Question

A simple pendulum of length $ l $ and having a bob of mass $ M $ is suspended in a car. The car is moving on a circular track of radius $ R $ with a uniform speed $ v $. If the pendulum makes small oscillations in a radial direction about its equilibrium position, what will be its time period?

Answer 1

Hint: The bob of the simple pendulum will experience the acceleration due to gravity and the centripetal acceleration provided by the circular motion of the car. The acceleration acting on the bob will be the resultant of the two of the above accelerations.

Formula Used: The following formulas are used to solve this question.
 $\Rightarrow {a_{eff}} = \sqrt {{g^2} + {{\left( {\dfrac{{{v^2}}}{R}} \right)}^2}} $ where $ {a_{eff}} $ is the effective acceleration, $ g $ is the acceleration due to gravity, $ R $ is the radius of the circular track and $ v $ is the speed of the car.
 $\Rightarrow T = 2\pi \sqrt {\dfrac{l}{{{a_{eff}}}}} $ where $ T $ is the time period, $ l $ is the length of pendulum and $ {a_{eff}} $ is the effective acceleration.
 $\Rightarrow {a_{centripetal}} = \dfrac{{{v^2}}}{R} $ where $ {a_{centripetal}} $ is the centripetal acceleration.
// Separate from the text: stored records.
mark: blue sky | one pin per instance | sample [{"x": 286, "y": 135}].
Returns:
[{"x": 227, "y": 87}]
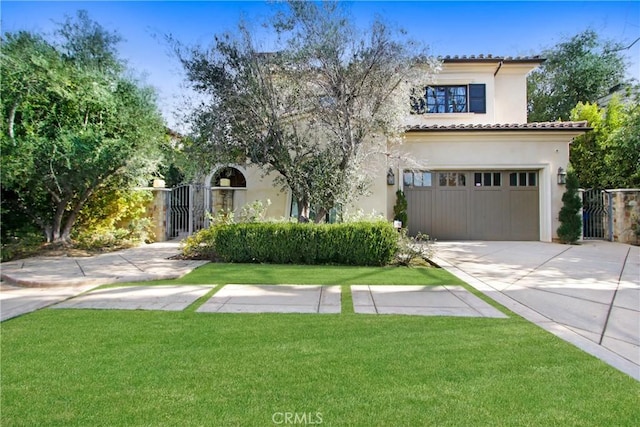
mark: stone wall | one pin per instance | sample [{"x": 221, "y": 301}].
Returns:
[{"x": 626, "y": 216}]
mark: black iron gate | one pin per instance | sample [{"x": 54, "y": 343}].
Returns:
[
  {"x": 187, "y": 210},
  {"x": 596, "y": 214}
]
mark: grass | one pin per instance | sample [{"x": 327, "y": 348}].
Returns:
[
  {"x": 222, "y": 273},
  {"x": 93, "y": 367}
]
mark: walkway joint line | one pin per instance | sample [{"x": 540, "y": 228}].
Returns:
[
  {"x": 613, "y": 298},
  {"x": 373, "y": 301},
  {"x": 131, "y": 263},
  {"x": 540, "y": 265},
  {"x": 81, "y": 269}
]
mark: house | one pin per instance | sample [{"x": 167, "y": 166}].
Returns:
[{"x": 490, "y": 175}]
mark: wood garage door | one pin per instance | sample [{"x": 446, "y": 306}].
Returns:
[{"x": 473, "y": 205}]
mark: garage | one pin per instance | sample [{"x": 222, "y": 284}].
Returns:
[{"x": 473, "y": 204}]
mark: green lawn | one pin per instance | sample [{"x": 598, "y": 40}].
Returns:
[{"x": 92, "y": 367}]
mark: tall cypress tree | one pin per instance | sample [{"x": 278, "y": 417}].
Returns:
[{"x": 570, "y": 228}]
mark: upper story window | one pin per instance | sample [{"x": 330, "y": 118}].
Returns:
[{"x": 449, "y": 99}]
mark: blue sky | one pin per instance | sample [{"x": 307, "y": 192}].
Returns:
[{"x": 509, "y": 28}]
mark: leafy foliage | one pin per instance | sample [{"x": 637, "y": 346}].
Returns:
[
  {"x": 310, "y": 113},
  {"x": 400, "y": 208},
  {"x": 609, "y": 155},
  {"x": 570, "y": 229},
  {"x": 73, "y": 124},
  {"x": 116, "y": 218},
  {"x": 413, "y": 249},
  {"x": 360, "y": 243},
  {"x": 581, "y": 69}
]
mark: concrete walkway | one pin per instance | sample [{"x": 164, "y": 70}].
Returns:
[
  {"x": 274, "y": 299},
  {"x": 43, "y": 281},
  {"x": 588, "y": 294}
]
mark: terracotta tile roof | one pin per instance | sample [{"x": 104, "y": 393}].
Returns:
[
  {"x": 538, "y": 126},
  {"x": 491, "y": 58}
]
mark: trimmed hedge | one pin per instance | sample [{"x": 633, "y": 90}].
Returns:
[{"x": 358, "y": 243}]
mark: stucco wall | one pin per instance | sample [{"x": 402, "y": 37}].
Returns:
[{"x": 506, "y": 93}]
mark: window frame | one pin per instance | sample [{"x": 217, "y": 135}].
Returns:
[{"x": 474, "y": 99}]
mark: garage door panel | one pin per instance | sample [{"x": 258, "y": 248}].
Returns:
[
  {"x": 487, "y": 212},
  {"x": 477, "y": 205},
  {"x": 419, "y": 211},
  {"x": 524, "y": 215},
  {"x": 450, "y": 221}
]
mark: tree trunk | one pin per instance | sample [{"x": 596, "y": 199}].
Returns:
[
  {"x": 71, "y": 219},
  {"x": 303, "y": 209},
  {"x": 320, "y": 215}
]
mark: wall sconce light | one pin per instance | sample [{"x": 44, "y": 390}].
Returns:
[
  {"x": 391, "y": 178},
  {"x": 562, "y": 176}
]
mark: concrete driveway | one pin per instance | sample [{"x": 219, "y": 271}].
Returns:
[{"x": 587, "y": 294}]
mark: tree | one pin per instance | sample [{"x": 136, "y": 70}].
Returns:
[
  {"x": 570, "y": 228},
  {"x": 581, "y": 69},
  {"x": 72, "y": 124},
  {"x": 313, "y": 111},
  {"x": 609, "y": 155},
  {"x": 622, "y": 149}
]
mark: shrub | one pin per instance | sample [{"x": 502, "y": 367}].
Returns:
[
  {"x": 400, "y": 208},
  {"x": 413, "y": 249},
  {"x": 114, "y": 218},
  {"x": 360, "y": 243},
  {"x": 570, "y": 228}
]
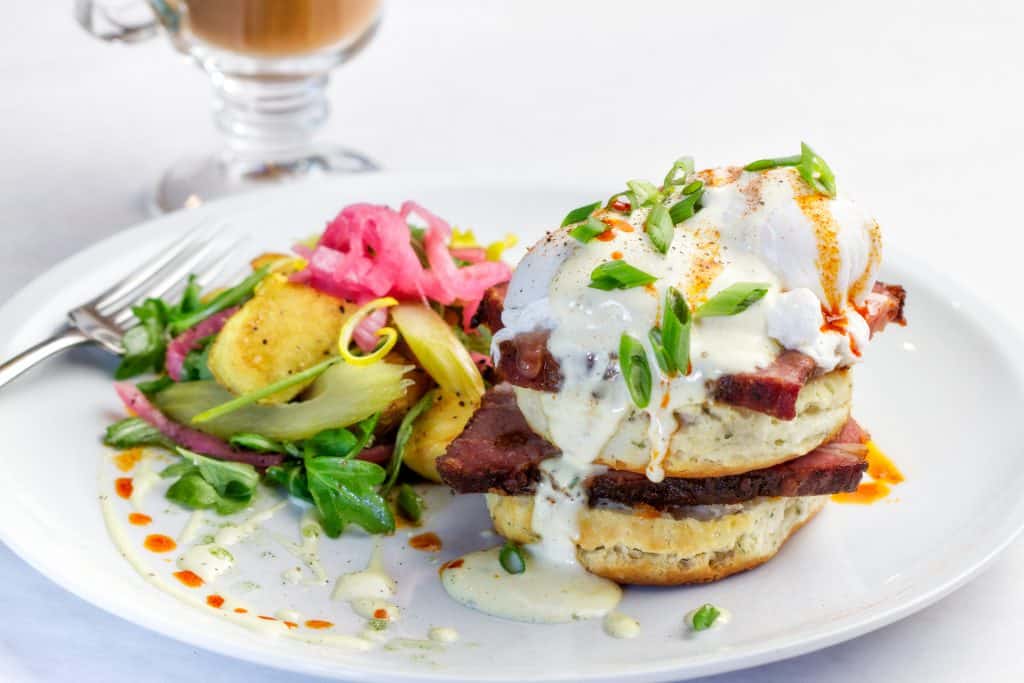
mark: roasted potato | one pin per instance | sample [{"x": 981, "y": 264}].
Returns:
[
  {"x": 284, "y": 329},
  {"x": 437, "y": 427}
]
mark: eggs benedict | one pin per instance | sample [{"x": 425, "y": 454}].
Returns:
[{"x": 676, "y": 359}]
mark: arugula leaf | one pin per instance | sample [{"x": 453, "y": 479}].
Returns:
[
  {"x": 196, "y": 366},
  {"x": 224, "y": 486},
  {"x": 345, "y": 493},
  {"x": 478, "y": 340},
  {"x": 410, "y": 504},
  {"x": 260, "y": 443},
  {"x": 401, "y": 439},
  {"x": 367, "y": 429},
  {"x": 705, "y": 616},
  {"x": 293, "y": 477},
  {"x": 225, "y": 299},
  {"x": 145, "y": 344},
  {"x": 155, "y": 386},
  {"x": 332, "y": 443},
  {"x": 135, "y": 431},
  {"x": 177, "y": 470}
]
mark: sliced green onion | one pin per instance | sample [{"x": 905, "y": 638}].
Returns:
[
  {"x": 693, "y": 186},
  {"x": 626, "y": 197},
  {"x": 155, "y": 386},
  {"x": 512, "y": 558},
  {"x": 685, "y": 208},
  {"x": 659, "y": 227},
  {"x": 705, "y": 616},
  {"x": 643, "y": 190},
  {"x": 676, "y": 331},
  {"x": 636, "y": 370},
  {"x": 580, "y": 214},
  {"x": 733, "y": 299},
  {"x": 679, "y": 171},
  {"x": 263, "y": 392},
  {"x": 815, "y": 171},
  {"x": 765, "y": 164},
  {"x": 410, "y": 504},
  {"x": 619, "y": 275},
  {"x": 589, "y": 229},
  {"x": 657, "y": 346}
]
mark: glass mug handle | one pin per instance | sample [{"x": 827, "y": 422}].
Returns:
[{"x": 122, "y": 22}]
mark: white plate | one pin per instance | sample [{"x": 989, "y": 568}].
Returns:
[{"x": 938, "y": 396}]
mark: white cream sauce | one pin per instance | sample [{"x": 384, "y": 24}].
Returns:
[
  {"x": 210, "y": 560},
  {"x": 545, "y": 593},
  {"x": 815, "y": 254},
  {"x": 367, "y": 592},
  {"x": 442, "y": 634},
  {"x": 270, "y": 628},
  {"x": 619, "y": 625}
]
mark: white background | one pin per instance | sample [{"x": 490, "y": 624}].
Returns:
[{"x": 916, "y": 105}]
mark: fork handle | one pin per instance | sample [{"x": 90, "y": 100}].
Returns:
[{"x": 20, "y": 363}]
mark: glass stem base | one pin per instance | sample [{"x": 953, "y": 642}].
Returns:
[{"x": 268, "y": 124}]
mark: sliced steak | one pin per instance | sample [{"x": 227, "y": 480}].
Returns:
[
  {"x": 830, "y": 468},
  {"x": 525, "y": 361},
  {"x": 492, "y": 305},
  {"x": 772, "y": 390},
  {"x": 498, "y": 451},
  {"x": 884, "y": 305}
]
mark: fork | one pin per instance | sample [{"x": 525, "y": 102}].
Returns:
[{"x": 104, "y": 319}]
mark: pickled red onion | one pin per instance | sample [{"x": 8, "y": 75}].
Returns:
[{"x": 367, "y": 252}]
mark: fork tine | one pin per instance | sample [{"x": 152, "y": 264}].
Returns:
[
  {"x": 163, "y": 279},
  {"x": 139, "y": 275},
  {"x": 205, "y": 274}
]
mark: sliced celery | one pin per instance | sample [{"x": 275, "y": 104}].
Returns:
[
  {"x": 438, "y": 350},
  {"x": 341, "y": 396}
]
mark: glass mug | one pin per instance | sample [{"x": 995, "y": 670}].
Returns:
[{"x": 268, "y": 62}]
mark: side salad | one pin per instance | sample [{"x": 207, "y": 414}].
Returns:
[{"x": 324, "y": 373}]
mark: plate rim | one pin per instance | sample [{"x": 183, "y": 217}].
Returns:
[{"x": 984, "y": 317}]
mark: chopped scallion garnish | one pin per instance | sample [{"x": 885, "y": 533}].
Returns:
[
  {"x": 659, "y": 227},
  {"x": 693, "y": 186},
  {"x": 589, "y": 229},
  {"x": 580, "y": 214},
  {"x": 678, "y": 173},
  {"x": 732, "y": 300},
  {"x": 512, "y": 558},
  {"x": 635, "y": 369},
  {"x": 686, "y": 207},
  {"x": 676, "y": 331},
  {"x": 813, "y": 169},
  {"x": 705, "y": 616},
  {"x": 619, "y": 275},
  {"x": 643, "y": 190}
]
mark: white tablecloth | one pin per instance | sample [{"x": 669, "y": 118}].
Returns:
[{"x": 916, "y": 105}]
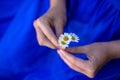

Complete step by step answer
It is given that a simple pendulum of length $ l $ and having a bob of mass $ M $ is suspended in a car which is moving on a circular track.
The force necessary to keep an object moving in a curved path and that is directed inward toward the centre of rotation is the centripetal force.
Centripetal acceleration is the property of a body in motion, traversing a circular path. The acceleration is directed radially toward the centre of the circle and has a magnitude equal to the square of the body’s speed along the curve divided by the distance from the centre of the circle to the moving body. The force causing this acceleration is directed also toward the centre of the circle and is named centripetal force.
The circular track has a radius $ R $. The speed of the car is $ v $.
The car experiences centripetal acceleration $ {a_{centripetal}} $ where
 $\Rightarrow {a_{centripetal}} = \dfrac{{{v^2}}}{R} $.
The effective acceleration of a body $ {a_{eff}} $ is the resultant of the acceleration due to gravity $ g $ and centripetal acceleration $ {a_{centripetal}} $. The bob of the simple pendulum will experience the acceleration due to gravity and the centripetal acceleration provided by the circular motion of the car.
Thus, the effective acceleration is given by,
 $\Rightarrow {a_{eff}} = \sqrt {{g^2} + {{\left( {\dfrac{{{v^2}}}{R}} \right)}^2}} $
Time period of a pendulum is the time taken by a pendulum of length $ l $ to complete one oscillation.
It is known to us that, time period $ T = 2\pi \sqrt {\dfrac{l}{{{a_{eff}}}}} $ where $ l $ is the length of pendulum and $ {a_{eff}} $ is the effective acceleration.
Substituting the value of effective acceleration $ {a_{eff}} $ in the equation for time period $ T $.
 $\Rightarrow T = 2\pi \sqrt {\dfrac{l}{{{a_{eff}}}}} $
 $ \Rightarrow T = 2\pi \sqrt {\dfrac{l}{{\sqrt {{g^2} + {a_{centripetal}}^2} }}} $
Assigning, $ {a_{centripetal}} = \dfrac{{{v^2}}}{R} $ we get the time period as,
 $ \Rightarrow T = 2\pi \sqrt {\dfrac{l}{{\sqrt {{g^2} + {{\left( {\dfrac{{{v^2}}}{R}} \right)}^2}} }}} $
Thus, the time period of the pendulum is $ 2\pi \sqrt {\dfrac{l}{{\sqrt {{g^2} + {{\left( {\dfrac{{{v^2}}}{R}} \right)}^2}} }}} $.

Note
The centripetal acceleration is acting horizontally on the car. Acceleration due to gravity $ g $ is acting vertically downwards. Now the effective acceleration given by $ {a_{eff}} = \sqrt {{g^2} + {{\left( {\dfrac{{{v^2}}}{R}} \right)}^2}} $, is actually the effective acceleration due to gravity.